Agrippina, Barbican Centre, review: crisp, vibrant proof that Handel still has comic bounce

Joyce DiDonato in Agrippina at the Barbican Centre
Joyce DiDonato in Agrippina at the Barbican Centre Credit: Richard Young/REX

Written in haste and patched up with material drawn from existing works, Agrippina is Handel’s earliest complete surviving opera, first performed in Venice in 1707, five years before his decisive move to London. Yet it radiates no hint of someone still learning his craft: the score feels integrated and coherent, a brilliant and forceful essay in opera seria form, albeit one long on conversational recitative and short of the extended da capo arias that would mark the works of his maturity.

This mercurial quality gives the action a comic bounce suited to the satirical subject-matter: set in Ancient Rome, it shows Agrippina scheming to outwit her enemies (not least her husband Claudio) in order to propel her ghastly son Nero to the imperial throne. Bizarrely and cynically, it all ends happily, with the bad characters getting what they want rather than what they deserve, very much in the moral manner of Monteverdi’s L’Incoronazione di Poppea, which shares some of its characters and plot.

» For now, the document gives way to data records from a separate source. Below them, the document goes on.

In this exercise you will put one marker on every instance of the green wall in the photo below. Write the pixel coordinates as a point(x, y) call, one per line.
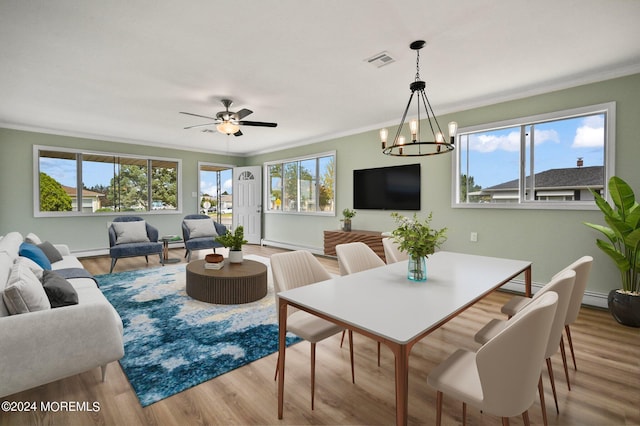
point(82, 233)
point(549, 238)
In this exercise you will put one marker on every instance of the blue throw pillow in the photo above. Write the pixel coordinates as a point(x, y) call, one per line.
point(36, 254)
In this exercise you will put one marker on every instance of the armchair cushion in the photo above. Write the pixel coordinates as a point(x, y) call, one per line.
point(34, 253)
point(200, 228)
point(24, 292)
point(130, 232)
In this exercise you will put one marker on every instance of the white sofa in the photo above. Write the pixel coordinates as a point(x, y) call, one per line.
point(47, 345)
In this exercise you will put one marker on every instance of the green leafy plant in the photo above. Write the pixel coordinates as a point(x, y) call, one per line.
point(348, 213)
point(416, 237)
point(233, 240)
point(623, 232)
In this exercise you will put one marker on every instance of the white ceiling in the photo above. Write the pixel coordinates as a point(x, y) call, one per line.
point(121, 70)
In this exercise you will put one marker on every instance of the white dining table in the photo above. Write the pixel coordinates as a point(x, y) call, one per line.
point(383, 304)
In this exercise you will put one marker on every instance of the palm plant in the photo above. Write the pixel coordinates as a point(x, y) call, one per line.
point(623, 232)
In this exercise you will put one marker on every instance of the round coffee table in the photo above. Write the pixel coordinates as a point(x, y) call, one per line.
point(234, 283)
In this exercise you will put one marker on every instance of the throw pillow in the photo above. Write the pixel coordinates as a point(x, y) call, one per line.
point(24, 292)
point(35, 268)
point(59, 291)
point(130, 232)
point(50, 251)
point(201, 228)
point(34, 253)
point(32, 238)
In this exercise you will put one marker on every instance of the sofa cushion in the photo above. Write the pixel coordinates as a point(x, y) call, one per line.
point(34, 253)
point(130, 232)
point(35, 268)
point(32, 238)
point(24, 292)
point(200, 228)
point(50, 251)
point(59, 291)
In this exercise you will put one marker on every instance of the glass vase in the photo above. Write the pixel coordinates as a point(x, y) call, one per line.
point(417, 270)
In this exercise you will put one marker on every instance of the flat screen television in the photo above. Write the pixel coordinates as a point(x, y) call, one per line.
point(387, 188)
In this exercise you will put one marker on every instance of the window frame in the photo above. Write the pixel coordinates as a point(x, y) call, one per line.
point(298, 211)
point(609, 110)
point(79, 169)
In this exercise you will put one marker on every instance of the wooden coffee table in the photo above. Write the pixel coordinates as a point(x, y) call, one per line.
point(233, 284)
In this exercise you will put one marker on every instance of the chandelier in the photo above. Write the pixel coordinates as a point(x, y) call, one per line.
point(416, 146)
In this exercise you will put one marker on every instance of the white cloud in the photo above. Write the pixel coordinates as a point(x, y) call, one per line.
point(590, 134)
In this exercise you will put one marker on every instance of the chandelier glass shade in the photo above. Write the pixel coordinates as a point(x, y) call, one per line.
point(415, 146)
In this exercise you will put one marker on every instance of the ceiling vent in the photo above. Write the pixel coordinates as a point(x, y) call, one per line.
point(381, 59)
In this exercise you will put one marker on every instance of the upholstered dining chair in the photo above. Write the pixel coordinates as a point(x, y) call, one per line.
point(500, 378)
point(296, 269)
point(199, 232)
point(356, 257)
point(582, 268)
point(131, 236)
point(562, 284)
point(391, 252)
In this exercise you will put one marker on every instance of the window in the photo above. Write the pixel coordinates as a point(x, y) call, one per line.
point(216, 187)
point(109, 183)
point(301, 185)
point(544, 161)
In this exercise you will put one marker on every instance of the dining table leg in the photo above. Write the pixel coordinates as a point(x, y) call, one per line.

At the Barbican, we were presented with a concert version, a taster for the fully staged production that will follow at Covent Garden in the autumn with the same star singers and conductor. The latter is Maxim Emelyanychev, here leading his baroque band Il Pomo d’Oro; although he looks about fourteen and flings his untidy mop of hair about as if caricaturing a maestro of the old school, he offered a crisp, energised and vibrant reading that never lost theatrical tension. We will be hearing a lot more of Emelyanychev: later this year, he takes over as principal conductor of the Scottish Chamber Orchestra. 

Joyce DiDonato was in resplendent voice in the title role, making the most of her second-act dramatic scena “Pensieri, voi mi tormentate”: it’s hard to imagine this music sung better. As her vicious son Nero, the counter-tenor Franco Fagioli displayed phenomenal technical skill, even if the timbre of the voice is inherently rather squeaky and camp. I much preferred the gentler, warmer sound radiating from Xavier Sabata, who sang Ottone’s exquisitely melancholy “Voi ch’udite” with heartfelt sincerity.

Elsa Benoit carolled prettily as the ingénue Poppea, Luca Pisaroni made a suave Claudio, and Carlo Vistoli and Andrea Mastroni did a strong double act as Agrippina’s henchmen. A full house enjoyed every minute of it: it seems that Handel – once written off by opera connoisseurs as a hopeless bore – can do no wrong for modern audiences.